Potrząsał głową i od czasu do czasu odczytywał uważnie w posiadanym starym szpargale Avicenjusza w przekładzie Vopiscusa Fortunatusa, wydanym w Louvain (Lowanjum) w r. 1650, ustęp o „zaburzeniach sercowych“.
Dea, ulegająca łatwo znużeniu, popadała często w poty i senność i co dnia, jak wiemy, odbywała drzemkę popołudniową. Pewnego dnia, gdy zasnęła na skórze niedźwiedziej, a Gwynplaine był nieobecny, Ursus pochylił się ostrożnie i przyłożył ucho do serca Dei. Zdawał się na słuchiwać przez chwilę, a prostując się, szepnął: „Żeby tylko nie doznała jakiego wstrząśnienia. Ta rysa wnetby się powiększyła“.
Publiczność nadal tłoczyła się na przedstawieniach Zwyciężonego Chaosu. Powodzenie Człowieka Śmiechu zdało się być niewyczerpane.
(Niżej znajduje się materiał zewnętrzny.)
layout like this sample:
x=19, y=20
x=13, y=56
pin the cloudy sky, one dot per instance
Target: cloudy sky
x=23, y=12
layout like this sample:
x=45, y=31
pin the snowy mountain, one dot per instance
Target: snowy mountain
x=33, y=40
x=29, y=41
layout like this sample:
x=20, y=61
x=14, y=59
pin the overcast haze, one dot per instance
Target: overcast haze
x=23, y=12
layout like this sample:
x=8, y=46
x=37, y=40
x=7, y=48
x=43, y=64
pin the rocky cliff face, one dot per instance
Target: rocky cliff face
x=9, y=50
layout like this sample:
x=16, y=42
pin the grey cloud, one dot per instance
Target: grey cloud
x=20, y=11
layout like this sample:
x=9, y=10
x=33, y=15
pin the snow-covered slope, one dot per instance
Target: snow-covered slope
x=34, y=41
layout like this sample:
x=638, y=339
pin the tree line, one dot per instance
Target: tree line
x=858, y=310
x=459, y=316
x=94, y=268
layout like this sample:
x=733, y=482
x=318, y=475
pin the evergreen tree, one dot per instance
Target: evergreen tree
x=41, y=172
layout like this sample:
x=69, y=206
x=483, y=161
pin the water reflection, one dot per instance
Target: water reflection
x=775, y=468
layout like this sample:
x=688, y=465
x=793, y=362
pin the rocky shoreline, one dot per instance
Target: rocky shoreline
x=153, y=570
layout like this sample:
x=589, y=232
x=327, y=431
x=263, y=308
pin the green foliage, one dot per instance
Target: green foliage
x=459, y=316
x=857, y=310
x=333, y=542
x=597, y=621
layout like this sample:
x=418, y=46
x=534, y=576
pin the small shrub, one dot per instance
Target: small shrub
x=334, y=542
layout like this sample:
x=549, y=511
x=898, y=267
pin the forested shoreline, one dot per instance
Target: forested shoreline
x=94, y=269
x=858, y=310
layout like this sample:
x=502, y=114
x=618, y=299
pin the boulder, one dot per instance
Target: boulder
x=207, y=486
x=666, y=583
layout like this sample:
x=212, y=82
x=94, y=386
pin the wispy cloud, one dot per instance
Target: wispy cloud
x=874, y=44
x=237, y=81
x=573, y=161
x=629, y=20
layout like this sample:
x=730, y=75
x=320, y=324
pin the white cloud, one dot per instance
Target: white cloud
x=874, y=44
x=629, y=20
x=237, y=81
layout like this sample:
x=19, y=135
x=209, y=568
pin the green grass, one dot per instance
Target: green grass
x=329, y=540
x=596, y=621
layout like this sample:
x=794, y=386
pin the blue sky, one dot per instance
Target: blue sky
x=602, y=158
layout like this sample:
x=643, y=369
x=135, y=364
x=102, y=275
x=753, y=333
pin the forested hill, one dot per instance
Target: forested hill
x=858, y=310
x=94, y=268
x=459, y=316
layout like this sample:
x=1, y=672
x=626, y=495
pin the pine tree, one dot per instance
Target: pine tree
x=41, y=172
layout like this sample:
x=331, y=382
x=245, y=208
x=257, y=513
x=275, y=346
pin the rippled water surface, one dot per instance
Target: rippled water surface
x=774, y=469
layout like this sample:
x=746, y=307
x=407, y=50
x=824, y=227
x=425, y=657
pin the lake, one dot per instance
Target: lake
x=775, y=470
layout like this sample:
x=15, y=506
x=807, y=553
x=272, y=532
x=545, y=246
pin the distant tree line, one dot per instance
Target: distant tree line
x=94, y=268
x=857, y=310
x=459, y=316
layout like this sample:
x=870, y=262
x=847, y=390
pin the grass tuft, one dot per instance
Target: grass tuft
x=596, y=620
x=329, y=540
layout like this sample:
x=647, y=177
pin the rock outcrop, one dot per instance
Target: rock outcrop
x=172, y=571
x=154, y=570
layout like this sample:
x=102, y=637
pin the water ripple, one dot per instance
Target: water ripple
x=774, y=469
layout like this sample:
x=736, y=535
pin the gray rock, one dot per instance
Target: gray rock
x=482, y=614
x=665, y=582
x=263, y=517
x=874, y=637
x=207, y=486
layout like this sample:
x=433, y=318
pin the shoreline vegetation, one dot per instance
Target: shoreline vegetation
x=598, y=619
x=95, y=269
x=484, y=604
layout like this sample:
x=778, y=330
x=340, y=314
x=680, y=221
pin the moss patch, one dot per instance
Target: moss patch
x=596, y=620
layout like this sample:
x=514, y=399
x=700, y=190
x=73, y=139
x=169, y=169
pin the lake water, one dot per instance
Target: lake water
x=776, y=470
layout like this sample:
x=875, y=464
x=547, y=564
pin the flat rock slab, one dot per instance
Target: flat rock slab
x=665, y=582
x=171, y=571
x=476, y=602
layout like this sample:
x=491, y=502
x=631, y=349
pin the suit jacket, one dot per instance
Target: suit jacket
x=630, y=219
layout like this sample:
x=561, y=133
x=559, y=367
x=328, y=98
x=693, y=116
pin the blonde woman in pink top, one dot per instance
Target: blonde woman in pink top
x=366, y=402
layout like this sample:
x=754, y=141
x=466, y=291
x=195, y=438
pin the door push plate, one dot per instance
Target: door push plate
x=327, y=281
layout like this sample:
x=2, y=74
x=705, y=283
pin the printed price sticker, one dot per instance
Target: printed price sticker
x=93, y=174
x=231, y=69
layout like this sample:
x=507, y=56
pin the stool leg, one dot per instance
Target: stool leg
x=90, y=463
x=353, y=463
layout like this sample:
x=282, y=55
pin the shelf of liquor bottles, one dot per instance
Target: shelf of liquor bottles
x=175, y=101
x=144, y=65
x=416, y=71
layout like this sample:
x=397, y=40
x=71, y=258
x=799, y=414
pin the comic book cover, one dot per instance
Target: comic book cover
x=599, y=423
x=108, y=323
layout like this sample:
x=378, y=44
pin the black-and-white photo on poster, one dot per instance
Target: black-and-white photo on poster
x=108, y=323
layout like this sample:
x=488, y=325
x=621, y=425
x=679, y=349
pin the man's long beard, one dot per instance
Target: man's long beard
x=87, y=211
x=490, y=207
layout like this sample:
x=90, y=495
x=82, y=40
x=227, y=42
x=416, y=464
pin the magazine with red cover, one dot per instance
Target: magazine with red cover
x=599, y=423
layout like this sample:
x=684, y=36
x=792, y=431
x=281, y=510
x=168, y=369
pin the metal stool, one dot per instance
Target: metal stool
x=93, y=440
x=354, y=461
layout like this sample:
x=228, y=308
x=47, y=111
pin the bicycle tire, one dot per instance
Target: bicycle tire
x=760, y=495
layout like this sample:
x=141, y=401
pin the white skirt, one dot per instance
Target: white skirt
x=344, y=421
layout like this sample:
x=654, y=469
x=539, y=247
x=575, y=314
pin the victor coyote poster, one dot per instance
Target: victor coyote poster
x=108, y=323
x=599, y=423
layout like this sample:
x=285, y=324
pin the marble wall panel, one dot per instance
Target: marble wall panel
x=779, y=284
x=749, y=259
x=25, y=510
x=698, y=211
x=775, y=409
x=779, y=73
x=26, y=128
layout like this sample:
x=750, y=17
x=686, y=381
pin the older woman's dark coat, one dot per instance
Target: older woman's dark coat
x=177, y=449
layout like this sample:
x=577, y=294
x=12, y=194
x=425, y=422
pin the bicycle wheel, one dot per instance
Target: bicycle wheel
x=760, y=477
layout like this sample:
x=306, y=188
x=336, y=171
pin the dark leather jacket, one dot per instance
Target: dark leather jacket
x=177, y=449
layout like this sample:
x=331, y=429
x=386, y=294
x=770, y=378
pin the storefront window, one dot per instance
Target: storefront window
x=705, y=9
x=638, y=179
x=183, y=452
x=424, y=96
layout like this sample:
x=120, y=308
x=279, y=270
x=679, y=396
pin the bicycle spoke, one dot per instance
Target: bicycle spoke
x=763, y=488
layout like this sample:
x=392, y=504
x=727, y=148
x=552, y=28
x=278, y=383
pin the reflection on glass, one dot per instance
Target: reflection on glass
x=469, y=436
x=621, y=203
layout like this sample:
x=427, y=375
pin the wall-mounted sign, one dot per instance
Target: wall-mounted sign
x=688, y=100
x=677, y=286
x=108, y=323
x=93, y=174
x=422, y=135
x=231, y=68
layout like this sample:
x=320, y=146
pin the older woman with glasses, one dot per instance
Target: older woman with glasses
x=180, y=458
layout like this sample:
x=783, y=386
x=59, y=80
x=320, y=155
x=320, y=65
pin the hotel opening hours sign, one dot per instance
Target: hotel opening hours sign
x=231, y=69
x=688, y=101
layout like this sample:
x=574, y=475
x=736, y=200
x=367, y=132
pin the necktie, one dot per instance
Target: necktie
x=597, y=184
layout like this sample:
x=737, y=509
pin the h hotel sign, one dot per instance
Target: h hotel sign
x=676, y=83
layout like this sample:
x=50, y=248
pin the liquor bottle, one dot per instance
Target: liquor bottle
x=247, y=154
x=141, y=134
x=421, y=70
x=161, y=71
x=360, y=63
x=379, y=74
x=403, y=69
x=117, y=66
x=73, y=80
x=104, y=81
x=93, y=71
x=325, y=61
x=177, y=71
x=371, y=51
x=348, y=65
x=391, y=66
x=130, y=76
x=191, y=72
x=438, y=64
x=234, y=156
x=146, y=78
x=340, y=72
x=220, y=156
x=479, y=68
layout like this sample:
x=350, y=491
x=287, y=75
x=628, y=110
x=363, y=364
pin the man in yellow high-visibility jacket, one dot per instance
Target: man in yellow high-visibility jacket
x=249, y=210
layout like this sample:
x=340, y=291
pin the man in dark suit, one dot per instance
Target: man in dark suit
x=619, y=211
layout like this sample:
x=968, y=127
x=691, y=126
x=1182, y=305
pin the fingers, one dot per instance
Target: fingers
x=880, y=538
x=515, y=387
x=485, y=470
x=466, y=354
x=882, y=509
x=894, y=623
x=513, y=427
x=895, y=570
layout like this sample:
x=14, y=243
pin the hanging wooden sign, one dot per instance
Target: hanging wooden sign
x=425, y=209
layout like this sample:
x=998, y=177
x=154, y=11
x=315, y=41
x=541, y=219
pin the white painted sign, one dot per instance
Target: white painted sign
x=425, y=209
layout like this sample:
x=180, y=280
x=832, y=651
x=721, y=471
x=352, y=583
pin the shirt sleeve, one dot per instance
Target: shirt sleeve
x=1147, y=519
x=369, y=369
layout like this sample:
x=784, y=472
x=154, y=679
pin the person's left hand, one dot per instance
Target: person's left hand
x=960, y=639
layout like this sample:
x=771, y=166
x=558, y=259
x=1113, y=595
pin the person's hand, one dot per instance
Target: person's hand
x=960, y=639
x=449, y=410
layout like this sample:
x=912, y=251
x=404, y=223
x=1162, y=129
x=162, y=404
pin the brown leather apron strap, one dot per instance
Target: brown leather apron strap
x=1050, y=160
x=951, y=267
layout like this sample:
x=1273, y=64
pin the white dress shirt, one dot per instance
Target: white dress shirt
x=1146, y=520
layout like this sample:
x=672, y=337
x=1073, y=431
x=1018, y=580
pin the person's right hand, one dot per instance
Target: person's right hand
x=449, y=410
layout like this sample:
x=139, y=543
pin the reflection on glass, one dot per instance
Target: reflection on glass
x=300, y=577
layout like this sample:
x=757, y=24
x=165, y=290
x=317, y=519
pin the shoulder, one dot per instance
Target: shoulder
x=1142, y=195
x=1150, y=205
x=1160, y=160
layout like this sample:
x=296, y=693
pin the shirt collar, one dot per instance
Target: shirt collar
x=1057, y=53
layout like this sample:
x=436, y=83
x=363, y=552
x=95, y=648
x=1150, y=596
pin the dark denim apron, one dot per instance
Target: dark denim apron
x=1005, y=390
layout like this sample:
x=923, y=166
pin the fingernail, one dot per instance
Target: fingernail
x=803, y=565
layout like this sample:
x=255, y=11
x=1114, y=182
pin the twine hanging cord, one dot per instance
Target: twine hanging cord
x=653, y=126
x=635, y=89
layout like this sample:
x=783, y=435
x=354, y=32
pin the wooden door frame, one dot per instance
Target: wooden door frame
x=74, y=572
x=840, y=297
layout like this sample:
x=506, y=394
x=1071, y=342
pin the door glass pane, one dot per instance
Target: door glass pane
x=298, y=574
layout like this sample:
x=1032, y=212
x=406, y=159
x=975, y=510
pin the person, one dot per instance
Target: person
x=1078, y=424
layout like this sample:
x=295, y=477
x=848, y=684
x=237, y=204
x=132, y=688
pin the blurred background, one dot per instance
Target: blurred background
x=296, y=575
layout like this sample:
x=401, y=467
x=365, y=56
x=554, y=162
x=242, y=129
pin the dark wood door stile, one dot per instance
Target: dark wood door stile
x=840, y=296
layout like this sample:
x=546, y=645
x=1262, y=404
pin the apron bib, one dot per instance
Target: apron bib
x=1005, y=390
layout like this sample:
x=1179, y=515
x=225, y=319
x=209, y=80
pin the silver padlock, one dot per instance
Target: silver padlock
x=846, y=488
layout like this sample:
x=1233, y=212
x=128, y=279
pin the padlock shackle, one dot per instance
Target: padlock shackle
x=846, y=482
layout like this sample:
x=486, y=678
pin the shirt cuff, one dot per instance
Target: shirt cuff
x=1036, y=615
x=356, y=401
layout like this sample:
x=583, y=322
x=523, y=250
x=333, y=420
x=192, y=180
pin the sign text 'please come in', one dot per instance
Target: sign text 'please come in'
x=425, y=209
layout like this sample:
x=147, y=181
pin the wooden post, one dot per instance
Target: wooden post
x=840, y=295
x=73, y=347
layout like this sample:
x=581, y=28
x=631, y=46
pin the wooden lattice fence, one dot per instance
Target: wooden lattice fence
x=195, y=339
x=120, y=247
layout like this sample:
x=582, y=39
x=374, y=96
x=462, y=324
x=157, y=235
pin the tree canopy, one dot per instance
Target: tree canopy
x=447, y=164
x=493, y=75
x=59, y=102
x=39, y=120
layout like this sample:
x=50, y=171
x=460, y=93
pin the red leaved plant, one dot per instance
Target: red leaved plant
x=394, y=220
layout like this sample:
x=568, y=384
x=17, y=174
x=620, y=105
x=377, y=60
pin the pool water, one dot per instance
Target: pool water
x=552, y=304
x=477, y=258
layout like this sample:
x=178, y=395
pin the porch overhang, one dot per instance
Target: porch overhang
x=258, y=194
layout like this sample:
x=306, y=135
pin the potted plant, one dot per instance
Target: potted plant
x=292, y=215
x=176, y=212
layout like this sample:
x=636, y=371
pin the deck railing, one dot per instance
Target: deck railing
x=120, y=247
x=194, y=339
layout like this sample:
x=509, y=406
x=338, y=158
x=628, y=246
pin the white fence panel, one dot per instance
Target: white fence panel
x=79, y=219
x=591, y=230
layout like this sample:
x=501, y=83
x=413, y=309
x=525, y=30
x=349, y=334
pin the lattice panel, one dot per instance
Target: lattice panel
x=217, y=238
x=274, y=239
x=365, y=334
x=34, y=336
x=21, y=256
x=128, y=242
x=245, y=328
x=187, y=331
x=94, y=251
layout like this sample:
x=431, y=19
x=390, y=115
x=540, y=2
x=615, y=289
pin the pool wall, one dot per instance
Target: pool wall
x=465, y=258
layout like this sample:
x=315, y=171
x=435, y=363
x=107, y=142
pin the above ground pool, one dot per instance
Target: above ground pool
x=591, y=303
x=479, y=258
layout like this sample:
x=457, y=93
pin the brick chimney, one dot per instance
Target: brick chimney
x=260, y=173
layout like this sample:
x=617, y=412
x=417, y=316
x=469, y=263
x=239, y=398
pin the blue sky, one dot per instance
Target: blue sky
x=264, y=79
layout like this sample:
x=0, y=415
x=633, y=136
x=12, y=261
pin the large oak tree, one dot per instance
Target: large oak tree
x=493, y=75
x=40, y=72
Wszyscy tu przybiegali: już nietylko z Southwark, ale nieco i z Londynu. Publiczność była obecnie różnolita; nie sami już tylko majtkowie i stangreci; według opinji mistrza Niclessa, znawcy motłochu, znajdowało się pośród tego tłumu sporo szlachty i baronetów w gminnem przebraniu. Przebieranie się jest jedną z rozkoszy Sumis i było naówczas bardzo w modzie. Ta arystokracja wmieszana w tłum pospolity była pomyślną oznaką, dowodziła, że rosnące powodzenie ogarniało i Londyn. Sława Gwynplaina stanowczo znalazła dostęp do szerokiej publiczności. Tak też było rzeczywiście. Cały Londyn mówił o Człowieku Śmiechu. Mówiono o nim nawet w klubie Mohock, siedlisku lordów.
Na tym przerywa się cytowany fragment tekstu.